The big difference between Las Vegas customers and the Parisian counterparts is that the former are on vacation and the latter are traveling primarily on business. “Vegas is more supple, people want to interact with the staff, the waiters and sommelier,” Mr. Savoy said. “Businessmen don’t want to be disturbed.”

He declines to discuss how he thinks the restaurant will rate against those of Alain Ducasse and Joel Robuchon just a mile away at the south end of the boulevard. “I grew up with these people. They’re more like friends and family than competitors.”

When Alain Ducasse opened Mix at the top of THEhotel at Mandalay Bay (3950 Las Vegas Boulevard South, 702-632-9500) in December 2004, he was the first three-star French chef to land in Las Vegas. The menu is a collection of Mr. Ducasse’s greatest hits from his restaurants in Paris and Monte Carlo.

The restaurant is a partnership between Mandalay Bay and Jeffery Chodorow’s China Grill Management, which has five outlets in the hotel and another restaurant with the Group Alain Ducasse.”The combination of its unique and exciting location, the lavish resorts, and the amazing culinary talent on the Strip made opening a restaurant in Las Vegas an obvious addition,” Mr. Ducasse said recently via e-mail.

Joel Robuchon came to Vegas on a handshake with the president of MGM Grand, Gamal Aziz, in 2001. “I had a lot of offers to come to the U.S., but I was afraid of the size of the restaurants,” Mr. Robuchon said, explaining that his kitchens serve 50 diners at most, and American restaurants tend to have hundreds of seats for maximum profit. “I told him small is okay, you can do what you want,” Mr. Aziz said. “I will give you the restaurant of your dreams.”

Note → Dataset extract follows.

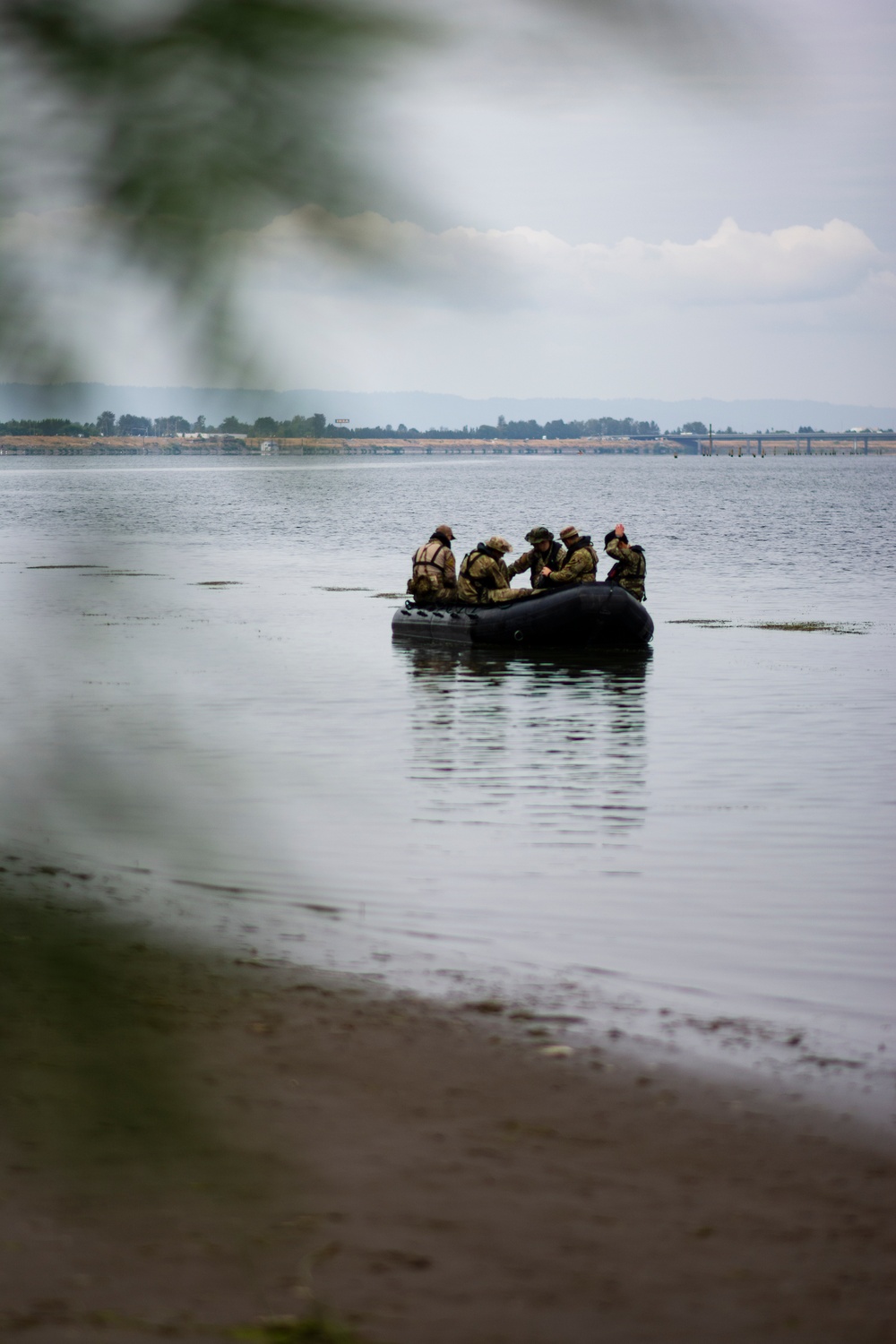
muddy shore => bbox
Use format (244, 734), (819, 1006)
(0, 959), (896, 1344)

In 2001, Mr. Robuchon had opened L’Atelier de Robuchon in Paris, which combined the service of a sushi or tapas bar with his version of casual cuisine. (L’Atelier will open later this year in the Four Seasons Hotel in New York.) Mr. Aziz approached Mr. Robuchon and asked if the MGM Grand could have one, too. Last September, he opened two restaurants: the casual L’Atelier (702-891-7358) and the gastronomic paradise Joel Robuchon at the Mansion (702-891-7925), which both opened to rave international reviews (3799 Las Vegas Boulevard South).Mr. Robuchon said that when he closed his eponymous three-star restaurant in Paris to retire in 1996, he never planned to cook again, let alone open two restaurants in Las Vegas. “For me, I choose the man, not the place.”

While all the chefs talk about the extraordinary means the hotels have given them to create their dream restaurants, they won’t talk details. The casinos keep their financials confidential, though they all say they’ve spent millions of dollars. Will the restaurants ever reach profitability? That seems beside the point. For diners, these chefs are the rarest of Vegas commodities: a sure thing.